Saint John Climacus
Saint John, whose national origin remains unknown, was called Climacus because of a treatise he wrote called The Ladder (Climax) of Paradise.
He made such progress in learning as a disciple of Saint Gregory Nazianzen that while still young, he was called the Scholastic.
At the age of sixteen he turned from the brilliant future which lay before him, and retired to Mount Sinai, where he was placed under the direction of a holy monk named Martyrius.
Once that religious journeyed to Antioch and took the young John with him; they visited Saint Anastasius, a future Patriarch of Antioch, and the Saint asked Martyrius who it was who had given the habit to this novice?
Hearing that it was Martyrius himself, he replied, And who would have said that you gave the habit to an Abbot of Mount Sinai?
Another religious, a solitary, made the same prediction on a similar visit, and washed the feet of the one who would some day be Abbot of Mount Sinai.
Never was there a novice more fervent, more unrelenting in his efforts for self-mastery. On the death of his director, when John was about thirty-five years old, he withdrew into a deeper solitude, where he studied the lives and writings of the Saints and was raised to an unusual height of contemplation.

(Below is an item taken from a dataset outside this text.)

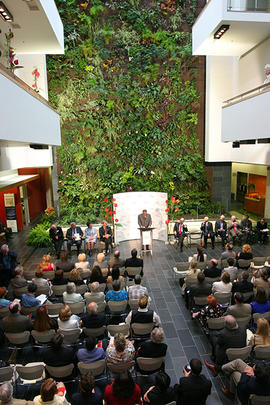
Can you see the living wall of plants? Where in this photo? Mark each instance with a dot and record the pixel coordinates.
(127, 96)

There he remained for forty years, making, however, a visit to the solitaries of Egypt for his instruction and inspiration.
The fame of his holiness and practical wisdom drew crowds around him for advice and consolation.
In the year 600, when he had reached the age of seventy-five, he was chosen as Abbot of Mount Sinai by a unanimous vote of the Sinai religious, who said they had placed the light upon its lampstand.
On the day of his installation, six hundred pilgrims came to Saint Catherine’s Monastery, and he performed all the offices of an excellent hotel-master; but at the hour of dinner, he could not be found to share the meal with them.
For four years, said his biographer, a monk of the monastery of Raithe, he dwelt on the mountain of God, and drew from the splendid treasure of his heart priceless riches of doctrine which he poured forth with wondrous abundance and benediction.
He was induced by a brother abbot to write the rules by which he had guided his life; and the book which he had already begun, The Ladder, detailing thirty degrees of advancement in the pursuit of perfection, has been prized in all ages for its wisdom, clearness, and unction.
At the end of that time, he retired again to his solitude, where he died the following year, as he had foretold.